Andy Frost

Personal information
- Nationality: British
- Born: 17 April 1981 (age 45) Isle of Wight, United Kingdom

Sport
- Sport: Athletics
- Event: hammer throw
- Club: Woodford Green with Essex Ladies

Medal record
Representing England
British Championships
| Gold medal – first place | 2007 Manchester | Hammer throw |
AAA Championships
| Gold medal – first place | 2005 Manchester | Hammer throw |
| Gold medal – first place | 2006 Manchester | Hammer throw |
| Silver medal – second place | 2004 Manchester | Hammer throw |
Representing Scotland
British Championships
| Gold medal – first place | 2013 Birmingham | Hammer throw |
Representing Isle of Wight
Island Games
| Gold medal – first place | 2011 Sandown | Hammer throw |
| Gold medal – first place | 2023 Guernsey | Hammer throw |
| Silver medal – second place | 2017 Gotland | Hammer throw |

= Andy Frost (hammer thrower) =

British athlete (born 1981)

Andrew Derek Frost (born 17 April 1981) is a British former athlete who competed in the hammer throw. He has a personal best distance of 72.79 metres.

== Biography ==
Frost born in the Isle of Wight, represented England at the 2006 Commonwealth Games in Melbourne.
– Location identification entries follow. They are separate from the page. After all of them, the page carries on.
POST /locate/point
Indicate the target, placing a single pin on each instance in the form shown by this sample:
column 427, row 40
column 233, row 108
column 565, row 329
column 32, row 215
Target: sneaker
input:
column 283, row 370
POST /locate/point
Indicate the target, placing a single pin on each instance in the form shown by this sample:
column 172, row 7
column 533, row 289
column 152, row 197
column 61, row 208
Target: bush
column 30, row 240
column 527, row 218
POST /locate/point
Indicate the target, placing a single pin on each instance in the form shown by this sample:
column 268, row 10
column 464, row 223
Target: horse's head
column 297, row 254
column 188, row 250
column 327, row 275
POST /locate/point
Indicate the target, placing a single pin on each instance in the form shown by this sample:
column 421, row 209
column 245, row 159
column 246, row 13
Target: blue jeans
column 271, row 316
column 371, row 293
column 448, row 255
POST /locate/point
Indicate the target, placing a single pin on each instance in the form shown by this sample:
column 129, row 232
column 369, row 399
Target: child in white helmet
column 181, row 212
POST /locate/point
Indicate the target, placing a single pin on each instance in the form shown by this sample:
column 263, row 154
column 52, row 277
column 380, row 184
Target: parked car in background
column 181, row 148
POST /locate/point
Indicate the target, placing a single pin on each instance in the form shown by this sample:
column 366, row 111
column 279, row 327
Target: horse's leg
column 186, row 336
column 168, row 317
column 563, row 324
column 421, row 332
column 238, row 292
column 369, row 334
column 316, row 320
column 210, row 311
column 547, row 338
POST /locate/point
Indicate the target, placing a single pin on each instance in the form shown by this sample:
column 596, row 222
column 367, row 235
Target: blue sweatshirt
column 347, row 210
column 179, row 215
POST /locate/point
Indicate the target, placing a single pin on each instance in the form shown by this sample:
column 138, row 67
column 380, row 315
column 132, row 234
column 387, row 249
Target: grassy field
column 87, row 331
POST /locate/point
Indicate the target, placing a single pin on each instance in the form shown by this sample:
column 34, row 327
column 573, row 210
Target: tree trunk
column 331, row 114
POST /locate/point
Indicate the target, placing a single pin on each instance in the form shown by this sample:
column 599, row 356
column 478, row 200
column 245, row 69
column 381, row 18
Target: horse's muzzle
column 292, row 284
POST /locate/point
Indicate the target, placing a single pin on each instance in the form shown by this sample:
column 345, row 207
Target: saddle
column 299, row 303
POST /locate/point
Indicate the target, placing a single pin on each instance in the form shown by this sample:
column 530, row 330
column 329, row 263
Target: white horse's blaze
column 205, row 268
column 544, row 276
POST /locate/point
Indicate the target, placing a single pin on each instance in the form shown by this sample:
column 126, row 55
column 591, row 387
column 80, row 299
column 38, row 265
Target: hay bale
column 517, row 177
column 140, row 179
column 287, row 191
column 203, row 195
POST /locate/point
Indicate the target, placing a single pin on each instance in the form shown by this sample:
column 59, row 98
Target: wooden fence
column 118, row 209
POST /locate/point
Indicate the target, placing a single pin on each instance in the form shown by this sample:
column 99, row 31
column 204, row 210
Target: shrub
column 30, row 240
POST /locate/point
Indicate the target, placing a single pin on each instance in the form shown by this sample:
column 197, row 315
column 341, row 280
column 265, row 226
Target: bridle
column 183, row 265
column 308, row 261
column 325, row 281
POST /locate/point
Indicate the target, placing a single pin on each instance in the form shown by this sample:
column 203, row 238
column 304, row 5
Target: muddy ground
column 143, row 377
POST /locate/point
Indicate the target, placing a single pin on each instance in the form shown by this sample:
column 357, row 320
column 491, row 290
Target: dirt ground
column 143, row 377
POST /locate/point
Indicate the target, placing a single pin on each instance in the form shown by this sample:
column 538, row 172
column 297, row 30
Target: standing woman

He later competed for Scotland at the 2010 Commonwealth Games in Delhi, India. He just missed bronze medals by finishing 4th in both events. He also competed for Scotland at the 2014 Commonwealth Games in Glasgow, Scotland finishing 9th.

He is a four time British hammer throw champion after winning the British AAA Championships title in 2005 and 2006 and the British Athletics Championships in 2007 and 2013.

In 2023, he won the hammer gold medal at the Island Games.